4.大法院の「個籍」案と法務部の「家族簿制」案

 他方、政府法務部は、個籍のほかにもうひとつ家族単位のデーターベースをつくり、これを組み合わせながら利用するという別案を検討中だという。これを「家族簿制」というネーミングで紹介している。

 もし、大法院案と法務部案の双方が提出されれば、「国会は二つの案を土台に臨時国会以前に最終案を確定して戸主制廃止を議決した後、戸籍法を代替する身分登録法を制定することになる」と見とおしている。ということは、もうすでにここらへんの調整も済んでいるということなのかもしれない。
じっさいはどうなっているのか…。

韓国で戸主制度が廃止/「戸籍」から「個籍」へ(週刊金曜日 1/28)

5.個籍法の実施をまって2008年に戸主廃止

 おそらく、このような議論を踏まえてであろう。国内各紙も、「戸籍」制度の改正や施行を待ってから、2008年に戸主制の廃止を実施すると報じている。

6.儒教か日帝か

 さて、韓国系メディアを眺めていると、そもそも戸主制の起源がどこにあったのかが、議論されている様子がうかがえる。日本のメディアでは、儒教国だからということが強調されがちだが、日本の植民地支配が、このような差別的な意味合いを持たせたのだという捉え方も、かなり根強いようだ。

戸主制廃止に賛否両論(統一日報 9/10)

 この記事では、識者の指摘を紹介したあと、

「現在の戸主制は、日帝時に日本が朝鮮人に対する強制収奪と人的管理のために朝鮮民事令に基づいて導入したものを1960年に制定された民法で体系的に整備した、というのが本当のところのようだ。」
とまとめている。

 昨年9月10日のこの記事には、戸主制度の問題点が良く紹介されていて、ぜひ目を通しておいていただきたい。ちょっと長めに引用しておく。

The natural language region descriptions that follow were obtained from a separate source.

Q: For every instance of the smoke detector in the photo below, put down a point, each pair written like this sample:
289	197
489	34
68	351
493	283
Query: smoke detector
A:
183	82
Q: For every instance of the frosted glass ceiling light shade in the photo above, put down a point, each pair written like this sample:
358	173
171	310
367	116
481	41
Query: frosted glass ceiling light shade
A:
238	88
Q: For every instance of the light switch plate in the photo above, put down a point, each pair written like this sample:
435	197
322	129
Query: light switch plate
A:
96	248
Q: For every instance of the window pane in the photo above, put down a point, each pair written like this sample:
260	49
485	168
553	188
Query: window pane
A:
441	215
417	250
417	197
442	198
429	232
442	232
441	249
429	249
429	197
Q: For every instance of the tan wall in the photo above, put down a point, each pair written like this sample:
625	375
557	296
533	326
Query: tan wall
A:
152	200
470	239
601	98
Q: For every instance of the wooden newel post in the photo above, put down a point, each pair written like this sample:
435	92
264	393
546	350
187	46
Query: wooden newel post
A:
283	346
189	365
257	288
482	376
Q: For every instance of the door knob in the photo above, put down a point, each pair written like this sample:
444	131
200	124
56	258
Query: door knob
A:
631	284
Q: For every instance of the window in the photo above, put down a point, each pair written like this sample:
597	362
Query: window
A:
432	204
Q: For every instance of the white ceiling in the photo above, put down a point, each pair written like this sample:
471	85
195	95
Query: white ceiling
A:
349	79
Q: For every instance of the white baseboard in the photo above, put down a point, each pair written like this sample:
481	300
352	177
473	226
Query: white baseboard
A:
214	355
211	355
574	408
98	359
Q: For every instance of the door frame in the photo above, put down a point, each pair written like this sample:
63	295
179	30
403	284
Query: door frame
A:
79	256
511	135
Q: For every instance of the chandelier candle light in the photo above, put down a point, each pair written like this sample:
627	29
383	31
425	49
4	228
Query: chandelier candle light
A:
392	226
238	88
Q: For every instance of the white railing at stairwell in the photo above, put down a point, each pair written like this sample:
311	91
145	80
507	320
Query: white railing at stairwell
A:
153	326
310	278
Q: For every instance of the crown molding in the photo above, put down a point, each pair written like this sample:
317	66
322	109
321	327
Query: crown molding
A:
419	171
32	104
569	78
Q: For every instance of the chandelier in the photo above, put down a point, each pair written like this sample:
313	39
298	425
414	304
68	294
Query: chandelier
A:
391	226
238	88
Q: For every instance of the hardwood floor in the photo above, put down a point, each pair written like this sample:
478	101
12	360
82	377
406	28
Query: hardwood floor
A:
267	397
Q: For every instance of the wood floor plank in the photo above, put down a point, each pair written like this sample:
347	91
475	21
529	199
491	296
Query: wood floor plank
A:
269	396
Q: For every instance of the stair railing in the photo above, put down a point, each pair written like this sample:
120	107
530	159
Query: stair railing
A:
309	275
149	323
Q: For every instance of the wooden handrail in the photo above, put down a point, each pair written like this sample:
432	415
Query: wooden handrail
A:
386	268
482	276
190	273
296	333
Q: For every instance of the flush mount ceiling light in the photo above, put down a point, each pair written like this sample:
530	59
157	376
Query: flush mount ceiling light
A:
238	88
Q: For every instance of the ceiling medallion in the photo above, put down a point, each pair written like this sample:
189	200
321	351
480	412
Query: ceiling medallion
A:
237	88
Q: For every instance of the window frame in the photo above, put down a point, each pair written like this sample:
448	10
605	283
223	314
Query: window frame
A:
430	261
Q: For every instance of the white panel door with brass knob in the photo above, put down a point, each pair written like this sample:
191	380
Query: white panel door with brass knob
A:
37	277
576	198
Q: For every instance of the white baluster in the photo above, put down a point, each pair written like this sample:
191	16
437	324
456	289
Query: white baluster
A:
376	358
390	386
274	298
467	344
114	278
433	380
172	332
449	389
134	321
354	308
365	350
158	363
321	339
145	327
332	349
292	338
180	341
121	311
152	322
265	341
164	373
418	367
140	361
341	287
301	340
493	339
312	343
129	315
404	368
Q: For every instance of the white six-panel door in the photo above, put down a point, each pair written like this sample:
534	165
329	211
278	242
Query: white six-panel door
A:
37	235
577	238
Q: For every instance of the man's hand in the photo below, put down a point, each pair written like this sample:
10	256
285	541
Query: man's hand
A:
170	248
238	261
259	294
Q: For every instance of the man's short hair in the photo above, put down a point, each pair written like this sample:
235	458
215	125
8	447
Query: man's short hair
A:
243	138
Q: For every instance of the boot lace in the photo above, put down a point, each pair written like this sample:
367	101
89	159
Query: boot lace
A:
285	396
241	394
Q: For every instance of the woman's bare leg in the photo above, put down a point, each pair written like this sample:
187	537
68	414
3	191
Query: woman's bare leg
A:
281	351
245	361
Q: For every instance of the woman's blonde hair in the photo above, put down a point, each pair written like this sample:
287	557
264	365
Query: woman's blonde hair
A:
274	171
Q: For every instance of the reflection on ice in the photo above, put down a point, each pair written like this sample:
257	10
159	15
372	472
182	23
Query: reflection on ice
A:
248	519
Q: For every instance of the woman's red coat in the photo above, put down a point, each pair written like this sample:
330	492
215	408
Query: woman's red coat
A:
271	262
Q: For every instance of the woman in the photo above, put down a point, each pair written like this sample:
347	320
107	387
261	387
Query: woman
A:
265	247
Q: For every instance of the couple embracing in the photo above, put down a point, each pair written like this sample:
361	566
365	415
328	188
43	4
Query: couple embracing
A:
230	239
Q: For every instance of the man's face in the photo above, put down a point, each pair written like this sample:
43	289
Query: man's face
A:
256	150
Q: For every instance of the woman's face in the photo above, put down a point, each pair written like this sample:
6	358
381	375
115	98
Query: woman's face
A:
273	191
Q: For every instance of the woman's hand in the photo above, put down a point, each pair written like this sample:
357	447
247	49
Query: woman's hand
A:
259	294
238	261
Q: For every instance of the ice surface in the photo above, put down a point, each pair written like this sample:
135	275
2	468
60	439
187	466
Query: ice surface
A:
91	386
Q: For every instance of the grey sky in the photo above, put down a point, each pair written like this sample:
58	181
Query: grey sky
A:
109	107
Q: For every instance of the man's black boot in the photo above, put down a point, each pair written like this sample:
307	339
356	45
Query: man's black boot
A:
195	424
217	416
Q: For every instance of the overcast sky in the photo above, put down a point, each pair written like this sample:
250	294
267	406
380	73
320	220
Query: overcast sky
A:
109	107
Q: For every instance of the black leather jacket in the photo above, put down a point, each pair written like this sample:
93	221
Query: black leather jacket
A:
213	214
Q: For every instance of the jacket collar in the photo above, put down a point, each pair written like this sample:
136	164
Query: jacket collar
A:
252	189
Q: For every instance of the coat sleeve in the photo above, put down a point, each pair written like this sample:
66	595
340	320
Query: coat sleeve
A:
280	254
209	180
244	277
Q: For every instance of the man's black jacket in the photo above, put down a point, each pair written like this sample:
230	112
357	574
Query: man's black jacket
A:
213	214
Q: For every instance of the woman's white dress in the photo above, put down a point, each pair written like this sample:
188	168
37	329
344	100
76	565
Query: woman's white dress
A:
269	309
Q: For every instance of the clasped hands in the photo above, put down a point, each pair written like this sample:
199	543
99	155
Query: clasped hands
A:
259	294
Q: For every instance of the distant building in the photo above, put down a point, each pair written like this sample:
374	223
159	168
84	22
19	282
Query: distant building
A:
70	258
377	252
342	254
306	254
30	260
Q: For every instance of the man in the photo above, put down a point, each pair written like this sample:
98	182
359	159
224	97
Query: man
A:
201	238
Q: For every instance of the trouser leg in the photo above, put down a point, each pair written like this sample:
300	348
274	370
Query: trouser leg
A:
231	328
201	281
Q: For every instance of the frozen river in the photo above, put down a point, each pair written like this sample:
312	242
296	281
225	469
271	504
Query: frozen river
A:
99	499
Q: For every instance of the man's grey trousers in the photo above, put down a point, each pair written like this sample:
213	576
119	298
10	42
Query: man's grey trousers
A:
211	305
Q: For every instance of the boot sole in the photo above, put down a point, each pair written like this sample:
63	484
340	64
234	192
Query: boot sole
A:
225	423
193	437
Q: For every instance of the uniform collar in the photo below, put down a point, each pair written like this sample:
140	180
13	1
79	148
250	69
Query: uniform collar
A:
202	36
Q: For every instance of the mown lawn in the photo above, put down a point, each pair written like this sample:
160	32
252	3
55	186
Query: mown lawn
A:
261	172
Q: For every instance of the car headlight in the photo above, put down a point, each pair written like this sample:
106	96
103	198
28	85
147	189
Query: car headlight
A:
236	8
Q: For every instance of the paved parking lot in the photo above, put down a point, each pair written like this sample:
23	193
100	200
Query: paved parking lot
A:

「戸主制は男子血統をつなぐことに焦点をおいており長い間、男女差別の温床とされてきた。現行民法上では戸主である父親が死亡した場合、戸主継承の優先順位を息子、孫、娘、妻、父親の母、息子の嫁の順に定めている、例えば父と息子が同時に死亡した場合は、事実上家長の役割をする父親の母と息子の嫁、娘などの女性は皆、幼い孫が戸主となる新たな戸籍に入るようになる。3歳の孫が70歳のおばあちゃんの戸主になることもあり得る。  夫婦が離婚し母親が息子を引き取る場合、その母親は実家の戸籍に戻ったり、単独で戸籍を持つことができるが、その息子の戸籍は父親の方に入ったままになる。離婚した母親とその子女が同一の戸籍に入るのは、現行法上ではあり得ない。  極端な例だが、夫が浮気をして産んだ息子は、妻の同意なしに戸籍に入れることができる一方、再婚した妻が前夫との間の息子を現在の夫の戸籍に入れることは極めて難しい。舅(しゅうと)が戸主である場合は、前夫だけでなく舅の同意まで必要になってくるためだ。」

7.韓国保守層の反応

 さらに保守的な立場からの論評には次のようなものを見つけた。

戸籍が無くなっても家族の価値は守らなくては(朝鮮日報 3/2)

 日本との過去の関係を清算しようという雰囲気は、果たして今回の改正議論にも影響を与えているのだろうか。はっきりとしたことはわからないが、次のような記事を読むと、そんなことも考えたくなるのである。

国の根幹揺ぶる立法の嵐(統一日報 9/15)

 なお、この記事では、韓国国会の様子もうかがうことができる。やはり、日本との過去の関係を清算しようという雰囲気が、現国会にかなり漂っているようであるから、保守派を説得するのに日本帝国主義からの脱却というアプローチが、一役買う場面もあるかと想像してみたりもする。

 あー。あっしが自分でハングルのメディアを読めないこともあって、疑問点や空白が埋まらず、なんとももどかしい。ともかく日本語ベースでさらって以上のようにご紹介いたします。あくまでレビューとして、ご活用くださいませ。